2. An electrical plant, built and operated as a generating and distributing plant for a single municipality, became part of a large system. The new owner ceased to generate current locally and brought in current over its lines from without. It served many other towns and cities, and also delivered varying proportions of the entire current borne by its lines to affiliated companies for delivery to their customers, including many towns and cities within their respective territories.
(1) That, under the Indiana Public Utility Act, the municipality was properly treated as the unit for determining the rates to be charged therein, and that this is consistent with due process. Pp. 287 U. S. 495-498.
(2) The property to be valued is that which is used and useful for supplying current to the municipality, adding thereto the proportionate part of the value of the general distributing system fairly attributable to the local service, but disregarding local plants in other municipalities which are separate and distinct and bear no relation to the one in question. P. 287 U. S. 499.
(3) The calculation is of necessity more or less approximate, but must be fair. P. 287 U. S. 499.
(4) No allowance for cost of financing need be made in the absence of evidence that such a cost was incurred, or that it necessarily would be incurred in the event of reconstruction. P. 287 U. S. 500.
(5) Rate case expenses of the utility on matters not connected with the valuation are properly disallowed, and the conclusion of the state commission, the master, and the court as to the proper allowance will not be disturbed when not definitely shown to be erroneous. P. 287 U. S. 500.
3. The fact that an electric power company is in a favorable financial position through being a subsidiary of a larger one may be taken into account in determining the rate of return to which it is entitled. P. 287 U. S. 501.

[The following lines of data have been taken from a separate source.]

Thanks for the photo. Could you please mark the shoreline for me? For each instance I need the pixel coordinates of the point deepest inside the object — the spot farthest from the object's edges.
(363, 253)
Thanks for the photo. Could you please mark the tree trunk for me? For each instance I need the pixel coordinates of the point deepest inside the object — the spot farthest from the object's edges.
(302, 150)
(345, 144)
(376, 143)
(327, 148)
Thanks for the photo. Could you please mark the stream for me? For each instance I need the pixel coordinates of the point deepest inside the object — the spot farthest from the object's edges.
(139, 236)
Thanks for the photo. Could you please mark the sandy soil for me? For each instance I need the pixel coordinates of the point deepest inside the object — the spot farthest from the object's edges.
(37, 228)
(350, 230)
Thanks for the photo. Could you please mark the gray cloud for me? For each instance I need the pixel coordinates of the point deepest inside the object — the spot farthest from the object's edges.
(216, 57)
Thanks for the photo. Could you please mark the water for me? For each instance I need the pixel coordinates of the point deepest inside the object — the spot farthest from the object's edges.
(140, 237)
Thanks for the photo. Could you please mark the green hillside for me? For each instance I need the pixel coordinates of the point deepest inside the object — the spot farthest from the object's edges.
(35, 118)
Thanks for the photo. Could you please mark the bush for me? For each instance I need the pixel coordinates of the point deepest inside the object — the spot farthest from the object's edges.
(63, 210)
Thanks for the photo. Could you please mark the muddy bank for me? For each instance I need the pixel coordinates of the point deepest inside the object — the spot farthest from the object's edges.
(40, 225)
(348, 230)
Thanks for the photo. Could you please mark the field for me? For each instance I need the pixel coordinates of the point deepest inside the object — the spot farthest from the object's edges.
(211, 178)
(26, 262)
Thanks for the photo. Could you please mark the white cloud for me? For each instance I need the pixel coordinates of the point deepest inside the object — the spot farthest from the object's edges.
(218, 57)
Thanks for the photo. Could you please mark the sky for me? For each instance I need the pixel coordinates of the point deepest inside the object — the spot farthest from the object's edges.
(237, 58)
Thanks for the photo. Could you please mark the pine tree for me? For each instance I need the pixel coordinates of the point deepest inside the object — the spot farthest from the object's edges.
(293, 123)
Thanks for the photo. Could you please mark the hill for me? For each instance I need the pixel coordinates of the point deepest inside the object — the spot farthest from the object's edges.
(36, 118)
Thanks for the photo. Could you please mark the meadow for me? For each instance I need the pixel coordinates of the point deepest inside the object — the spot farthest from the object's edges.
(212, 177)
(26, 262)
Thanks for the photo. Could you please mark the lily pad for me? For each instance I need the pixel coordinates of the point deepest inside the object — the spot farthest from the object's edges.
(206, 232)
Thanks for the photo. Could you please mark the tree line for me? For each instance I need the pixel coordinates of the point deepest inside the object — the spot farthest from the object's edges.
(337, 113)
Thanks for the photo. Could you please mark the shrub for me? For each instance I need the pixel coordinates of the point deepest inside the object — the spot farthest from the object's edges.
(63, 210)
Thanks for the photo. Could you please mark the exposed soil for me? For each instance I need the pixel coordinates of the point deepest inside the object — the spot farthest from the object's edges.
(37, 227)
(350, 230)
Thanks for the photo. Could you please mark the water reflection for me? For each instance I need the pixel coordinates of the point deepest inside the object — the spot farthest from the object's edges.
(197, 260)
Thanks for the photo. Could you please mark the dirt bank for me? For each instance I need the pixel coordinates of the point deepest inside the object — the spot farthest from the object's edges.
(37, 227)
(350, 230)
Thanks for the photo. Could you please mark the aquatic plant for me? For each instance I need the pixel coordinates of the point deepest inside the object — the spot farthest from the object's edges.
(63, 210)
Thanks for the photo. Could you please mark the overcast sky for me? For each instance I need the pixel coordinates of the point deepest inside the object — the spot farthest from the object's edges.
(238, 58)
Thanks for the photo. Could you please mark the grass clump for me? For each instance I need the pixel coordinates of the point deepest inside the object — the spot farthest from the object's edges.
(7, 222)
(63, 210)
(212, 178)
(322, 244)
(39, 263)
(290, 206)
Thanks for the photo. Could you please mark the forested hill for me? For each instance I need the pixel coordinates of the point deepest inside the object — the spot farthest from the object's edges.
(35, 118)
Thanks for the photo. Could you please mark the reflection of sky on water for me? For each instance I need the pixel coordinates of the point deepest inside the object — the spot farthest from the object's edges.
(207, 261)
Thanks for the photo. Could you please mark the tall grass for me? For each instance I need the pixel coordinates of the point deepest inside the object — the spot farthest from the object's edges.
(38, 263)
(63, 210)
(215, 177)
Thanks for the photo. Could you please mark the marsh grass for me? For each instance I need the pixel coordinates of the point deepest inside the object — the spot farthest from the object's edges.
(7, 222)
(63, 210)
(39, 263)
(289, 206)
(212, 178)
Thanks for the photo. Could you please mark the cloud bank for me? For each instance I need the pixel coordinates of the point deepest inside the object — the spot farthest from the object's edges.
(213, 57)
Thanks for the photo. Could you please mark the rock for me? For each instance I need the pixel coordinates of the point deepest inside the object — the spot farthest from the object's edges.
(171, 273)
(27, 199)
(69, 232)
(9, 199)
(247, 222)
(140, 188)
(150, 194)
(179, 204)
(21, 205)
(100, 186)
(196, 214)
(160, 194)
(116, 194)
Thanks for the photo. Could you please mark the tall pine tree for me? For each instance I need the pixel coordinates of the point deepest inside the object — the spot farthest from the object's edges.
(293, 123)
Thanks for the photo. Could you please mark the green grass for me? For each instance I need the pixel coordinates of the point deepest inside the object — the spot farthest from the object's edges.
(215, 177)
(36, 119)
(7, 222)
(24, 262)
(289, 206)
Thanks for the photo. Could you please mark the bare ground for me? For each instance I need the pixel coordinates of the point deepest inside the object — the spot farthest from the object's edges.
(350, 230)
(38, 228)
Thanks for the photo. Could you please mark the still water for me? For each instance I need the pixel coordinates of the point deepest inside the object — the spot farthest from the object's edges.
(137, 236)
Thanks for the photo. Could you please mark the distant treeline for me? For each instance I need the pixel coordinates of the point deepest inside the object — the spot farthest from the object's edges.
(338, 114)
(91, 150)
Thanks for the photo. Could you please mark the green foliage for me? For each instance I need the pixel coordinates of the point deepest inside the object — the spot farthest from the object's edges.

4. What may be an inadequate percentage of return on capital to one kind of public utility in its particular circumstances may be adequate for another kind in different circumstances. United Railways v. West, 280 U. S. 234. P. 501.
5. Seven percent rate of return is not shown to be confiscatory under the facts disclosed in this case. P. 287 U. S. 502.
1 F.Supp. 606 affirmed.
Appeal from a decree of the District Court of three judges dismissing for want of equity a bill to restrain the enforcement of rates fixed by the defendant Indiana Commission for electric service in the City of Martinsville.